Raemon comments on Some AI research areas and their relevance to existential safety

Raemon 11 Jan 2022 23:08 UTC
LW: 2 AF: 1
AF
I’ve highly voted this post for a few reasons.
First, this post contains a bunch of other individual ideas I’ve found quite helpful for orienting. Some examples:
- Useful thoughts on which term definitions have “staying power,” and are worth coordinating around.
- The zero/single/multi alignment framework.
- The details on how to anticipate legitimize and fulfill governance demands.
But my primary reason was learning Critch’s views on what research fields are promising, and how they fit into his worldview. I’m not sure if I agree with Critch, but I think “Figure out what are the best research directions to navigate towards” seems crucially important. Having senior senior AI x-risk researchers to lay out how they think about what research is valuable.
I’d like to see similar posts from Paul, Eliezer, etc, (which I expect to have radically different frames). I don’t expect everyone to end up converging on a single worldview, but I think the process of smashing the worldviews together can generate useful ideas, and give up-and-coming-researchers some hooks of what to explore.
One confusing here is that the initial table doesn’t distinguish between “fields that aren’t that helpful for existential safety” and “fields which are both helpful-and-harmful to existential safety.” I was surprised when I looked at the initial Agent Foundations ranking of “3” which turned out to be much more complex.
Some notes on worldview differences this post highlights.
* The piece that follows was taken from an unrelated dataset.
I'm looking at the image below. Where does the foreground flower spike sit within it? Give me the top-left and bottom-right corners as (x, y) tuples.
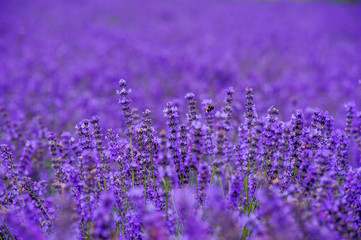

disclaimer: my own rough guesses about Critch’s and MIRIs views, which may not be accurate. It’s also focusing on the differences that felt important to me, which I think are somewhat different from how Critch presents things. I’m also using “MIRI” as sort of a shorthand for “some cluster of thinking that’s common on LW”, which isn’t necessaril
My understanding of Critch’s paradigm seems fairly different from the MIRI paradigm (which AFAICT expects the first AGI mover will gain overwhelming decisive advantage, and meanwhile that interfacing with most existing power structures is… kinda a waste of time (due to them being trapped in bad equilibria that make them inadequate?).
From what I understand of Critch’s view, AGI will tend to be rolled out in smaller, less-initially-powerful pieces, and much of the danger of AGI comes from when many different AGIs start interacting with each other, and multiple humans, in ways that get increasingly hard to predict.
Therefore, it’s important for humanity as a whole to be able to think critically and govern themselves in scalable ways. I think Critch thinks it is both more tractable to get humanity to collectively govern itself, and also thinks it’s more important, which leads to more emphasis on domains like ML Fairness.
Some followup work I’d really like to see are more public discussions about the underlying worldview differences here, and the actual cruxes that generate them.
Speaking for myself (as opposed to either Critch or MIRI-esque researchers), “whether our institutions are capable of governing themselves in the face of powerful AI systems” is an important crux for what strategic directions to prioritize. BUT, I’ve found all the gears that Critch has pointed to here to be helpful for my overall modeling of the world.